For a start it can help to "capture scanlines" if you're using two loops to loop through the pixels of an image, like so:
for (int y = 0; y < height; ++y)
{
// Capture scanline.
char* scanline = imageArray.data() + y*width*4;
for (int x = 0; x < width/2; ++x)
{
const int flipped_x = width - x-1;
for (int i = 0; i < 4; ++i)
swap(scanline[x*4 + i], scanline[flipped_x*4 + i]);
}
}
Another thing to note is that I used swap instead of a temporary image. That'll tend to be more efficient since you can just swap using registers instead of loading pixels from a copy of the entire image.
But also it generally helps if you use a 32-bit integer instead of working one byte at a time if you're going to be doing anything like this. If you're working with pixels with 8-bit types but know that each pixel is 32-bits, e.g., as in your case, you can generally get away with a case to uint32_t*, e.g.
for (int y = 0; y < height; ++y)
{
uint32_t* scanline = (uint32_t*)imageArray.data() + y*width;
std::reverse(scanline, scanline + width);
}
At this point you might parellelize the y loop. Flipping an image horizontally (it should be "horizontal" if I understood your original code correctly) in this way is a little bit tricky with the access patterns, but you should be able to get quite a decent boost using the above techniques.
I am also working with OpenGL, does that have a gimmic I am not aware
of that can flip images with relativly low CPU/GPU usage?
Naturally the fastest way to flip images is to not touch their pixels at all and just save the flipping for the final part of the pipeline when you render the result. For this you might render a texture in OGL with negative scaling instead of modifying the pixels of a texture.

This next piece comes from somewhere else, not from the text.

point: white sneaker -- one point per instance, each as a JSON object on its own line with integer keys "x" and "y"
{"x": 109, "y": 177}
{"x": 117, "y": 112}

Another thing that's really useful in video and image processing is to represent an image to process like this for all your image operations:
struct Image32
{
uint32_t* pixels;
int32_t width;
int32_t height;
int32_t x_stride;
int32_t y_stride;
};
The stride fields are what you use to get from one scanline (row) of an image to the next vertically and one column to the next horizontally. When you use this representation, you can use negative values for the stride and offset the pixels accordingly. You can also use the stride fields to, say, render only every other scanline of an image for fast interactive half-res scanline previews by using y_stride=height*2 and height/=2. You can quarter-res an image by setting x stride to 2 and y stride to 2*width and then halving the width and height. You can render a cropped image without making your blit functions accept a boatload of parameters by just modifying these fields and keeping the y stride to width to get from one row of the cropped section of the image to the next:
// Using the stride representation of Image32, this can now
// blit a cropped source, a horizontally flipped source,
// a vertically flipped source, a source flipped both ways,
// a half-res source, a quarter-res source, a quarter-res
// source that is horizontally flipped and cropped, etc,
// and all without modifying the source image in advance
// or having to accept all kinds of extra drawing parameters.
void blit(int dst_x, int dst_y, Image32 dst, Image32 src);
// We don't have to do things like this (and I think I lost
// some capabilities with this version below but it hurts my
// brain too much to think about what capabilities were lost):
void blit_gross(int dst_x, int dst_y, int dst_w, int dst_h, uint32_t* dst,
int src_x, int src_y, int src_w, int src_h,
const uint32_t* src, bool flip_x, bool flip_y);
By using negative values and passing it to an image operation (ex: a blit operation), the result will naturally be flipped without having to actually flip the image. It'll end up being "drawn flipped", so to speak, just as with the case of using OGL with a negative scaling transformation matrix.